How and why Kim Jong Un is giving everything up without giving anything up

Here’s a negotiating question: if you have a lot of leverage, why give everything away before you even get to the table?

I ask that question because of North Korea’s apparent willingness to surrender anything and everything without reciprocity from the U.S. On Thursday, South Korea’s president Moon Jae-in declared North Korean leader Kim Jong Un has now waived his previous demand he would denuclearize only if the U.S. were to withdraw its military forces from South Korea.

This latest giveaway extends from another Kim offer to denuclearize per se, as well as suspend his intercontinental ballistic missile program.

What does Kim want in return?

According to Moon, just a peace treaty to end the Korean War and a U.S. commitment not to overthrow his dynasty.

I’m not buying it. Don’t get me wrong, if all this is for real then I say full speed ahead for President Trump. The successful denuclearization and ballistic missile disarmament of North Korea is well worth a peace treaty. But I’m profoundly skeptical the leader who just six months ago was entertaining imminent U.S. military decapitation strikes against his regime and rubbing salt into Trump’s wounded ego has now transformed into a happy dove.

While the Trump administration claims its “maximum pressure strategy” is what brought Kim to the table, I think Kim’s pretense of doveishness is rooted in two other considerations.
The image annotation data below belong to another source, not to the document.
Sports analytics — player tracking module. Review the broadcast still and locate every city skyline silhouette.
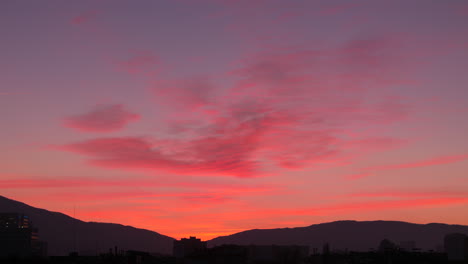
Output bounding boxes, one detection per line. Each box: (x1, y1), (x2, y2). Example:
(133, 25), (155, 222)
(0, 0), (468, 248)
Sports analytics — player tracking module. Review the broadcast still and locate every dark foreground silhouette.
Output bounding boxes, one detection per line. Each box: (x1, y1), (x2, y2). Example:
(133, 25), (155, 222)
(0, 196), (468, 264)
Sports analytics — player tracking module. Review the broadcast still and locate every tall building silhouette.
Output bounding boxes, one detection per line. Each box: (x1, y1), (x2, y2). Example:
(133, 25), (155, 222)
(0, 213), (46, 257)
(173, 237), (206, 258)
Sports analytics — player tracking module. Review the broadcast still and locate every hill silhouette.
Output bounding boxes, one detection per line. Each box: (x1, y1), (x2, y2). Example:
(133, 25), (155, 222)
(0, 196), (174, 256)
(208, 221), (468, 251)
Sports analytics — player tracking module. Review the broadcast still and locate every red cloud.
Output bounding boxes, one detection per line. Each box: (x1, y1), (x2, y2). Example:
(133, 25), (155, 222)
(58, 38), (414, 177)
(63, 104), (140, 132)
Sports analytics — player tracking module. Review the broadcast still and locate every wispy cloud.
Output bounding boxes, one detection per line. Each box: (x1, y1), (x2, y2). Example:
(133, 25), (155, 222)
(63, 104), (140, 132)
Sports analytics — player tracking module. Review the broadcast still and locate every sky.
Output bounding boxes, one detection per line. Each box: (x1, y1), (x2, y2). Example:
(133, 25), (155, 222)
(0, 0), (468, 239)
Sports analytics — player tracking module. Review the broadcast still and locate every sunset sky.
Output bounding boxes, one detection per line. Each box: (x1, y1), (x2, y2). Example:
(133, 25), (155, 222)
(0, 0), (468, 239)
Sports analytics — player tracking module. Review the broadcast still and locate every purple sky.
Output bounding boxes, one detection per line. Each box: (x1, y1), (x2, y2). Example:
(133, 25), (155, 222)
(0, 0), (468, 239)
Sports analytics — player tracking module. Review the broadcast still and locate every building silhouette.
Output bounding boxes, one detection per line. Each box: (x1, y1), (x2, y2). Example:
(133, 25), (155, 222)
(444, 233), (468, 261)
(0, 213), (47, 257)
(173, 237), (206, 258)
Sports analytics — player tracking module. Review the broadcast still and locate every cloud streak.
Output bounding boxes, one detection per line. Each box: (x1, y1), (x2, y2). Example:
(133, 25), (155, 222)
(63, 104), (140, 133)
Namely, Chinese influence on Pyongyang and Kim’s already advanced ICBM capability.

On the first point, China wants to avoid U.S. military strikes on North Korea while earning Trump’s grateful perception Beijing is helping to solve the crisis. This is Xi’s masterstroke: deferring tougher U.S. action on tariffs, intellectual property sanctions, and contesting of China’s South China Sea militarization, simply by getting Kim to the table.

And from Kim’s perspective why not get to the table?

After all, the last remaining element of the fat boy’s ICBM development is likely his perfection of a re-entry survivable warhead vehicle and terminal stage targeting. And once he gets that work done — the vast majority of which can be done in the lab — it’s Kim Jong Un’s game. He’ll have a nuclear deterrent/strike program.

At that point, Kim’s in a far better position to negotiate with the U.S. because any U.S. military option would come with the corollary, credible risk of North Korean nuclear retaliation. The simple point: Kim is camouflaging himself as a dove to approach his unsuspecting target.

So what should Trump do?

Well, stop wasting time and sit down with Kim as soon as possible so the North Korean leader has less time to finish his ICBM development. At that meeting, Trump should test Kim at his word with a request for wide ranging snap inspections.

And if, as it probably will, that option fails, Trump should dramatically ramp up sanctions on Chinese financial outlets — large and small — that do business with Kim, inspect all vessels transporting materials to Kim in breach of sanctions, and prepare for military strikes. Trump should also explicitly warn Kim that any attempt to launch a nuclear-armed ballistic missile against U.S. territory will result in nuclear strikes.

A realistic diplomatic agreement will only be possible when we’re skeptical of Kim bearing gifts.